Grafis-grafis: --- Laman Kemenkeu -----

JAKARTA, INFORADAR.ID --- Dalam waktu dekat ini pemerintah akan kembali menyalurkan Bantuan Langsung Tunai (BLT) dan Bantuan Subsidi Upah (BSU). Untuk itu Pemerintah menyiapkan bantalan sosial tambahan sebesar Rp 24,17 triliun. 

Bantuan sebesar itu masih ditambah dari Perlinsos 2% dari dana transfer umum sebesar Tp 2,17 triliun dibayarkan oleh Pemda dengan menggunakan dana transfer umum. 

Pemerintah menyiapkan bantalan sosial tambahan sebesar Rp24,17 triliun sekaligus mengalihkan subsidi bahan bakar minyak (BBM) agar tepat sasaran. Kebijakan ini diharapkan dapat menjaga daya beli masyarakat yang terdampak lonjakan harga yang terjadi secara global.

Hal ini disampaikan Menteri Keuangan (Menkeu) Sri Mulyani, Senin, 29 Agustus 2022, di Kantor Presiden, Jakarta, usai mengikuti rapat yang dipimpin oleh Presiden Joko Widodo (Jokowi).

“Total bantalan sosial yang tadi ditetapkan oleh Bapak Presiden untuk bisa dieksekusi mulai dilakukan pada minggu ini adalah sebesar Rp24,17 triliun. Ini diharapkan akan bisa mengurangi tentu tekanan kepada masyarakat dan bahkan mengurangi kemiskinan,” ujar Menkeu.

Dikutip dari laman Setkab.go.id, yang dikutip inforadar.id Senin, 29 Agustus 2022, Menkeu memaparkan, pemerintah akan menyalurkan tiga jenis bantalan sosial tambahan.


Grafis-grafis: --- Laman Kemenkeu -----

PERTAMA

 Bantuan Langsung Tunai (BLT) dengan alokasi anggaran sebesar Rp12,4 triliun dan menyasar 20,65 juta keluarga penerima manfaat (KPM). BLT ini disalurkan oleh Kementerian Sosial (Kemensos) melalui PT. Pos Indonesia.

“Jadi 20,65 juta kelompok atau keluarga penerima manfaat yang akan mendapatkan anggaran sebesar Rp12,4 triliun yang akan mulai dibayarkan oleh Ibu Mensos Rp150 ribu selama empat kali. Jadi dalam hal ini Ibu Mensos akan membayarkannya dua kali, yaitu Rp300 ribu pertama dan Rp300 ribu kedua,” jelas Menkeu.

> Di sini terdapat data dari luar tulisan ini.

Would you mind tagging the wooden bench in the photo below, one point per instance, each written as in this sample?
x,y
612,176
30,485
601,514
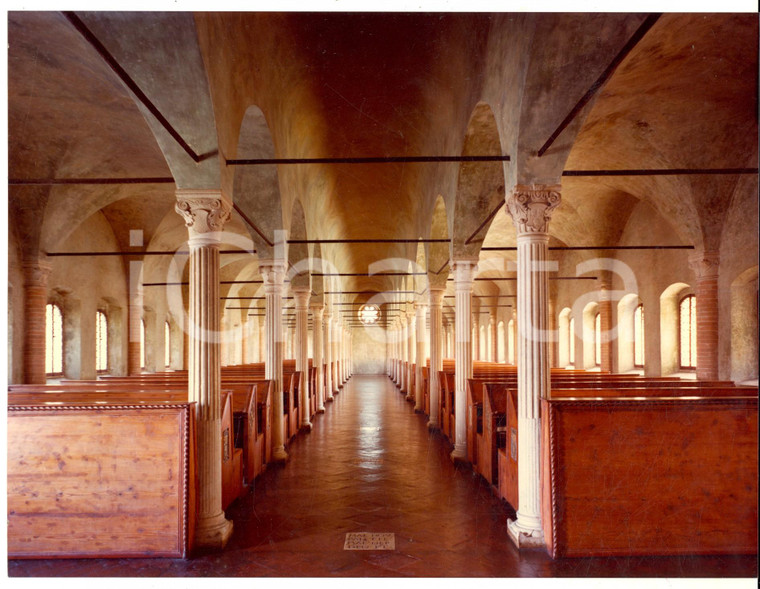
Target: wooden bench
x,y
101,481
651,477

Grafis-grafis: --- Laman Kemenkeu -----

KEDUA

Bantuan Subsidi Upah (BSU) dengan alokasi anggaran Rp9,6 triliun. Bantuan yang akan disalurkan oleh Kementerian Ketenagakerjaan (Kemnaker) ini akan diberikan kepada 16 juta pekerja sasaran yang masing-masing menerima sebesar Rp600 ribu.

“Bapak Presiden juga menginstruksikan kita untuk membantu 16 juta pekerja yang memiliki gaji maksimum Rp3,5 juta per bulan dengan bantuan sebesar Rp600 ribu, dengan total anggaran sebesar Rp9,6 triliun. Ini juga nanti Ibu Menaker akan segera menerbitkan juknis (petunjuk teknis)-nya sehingga langsung bisa dilakukan pembayaran kepada para pekerja tersebut,” kata Sri Mulyani.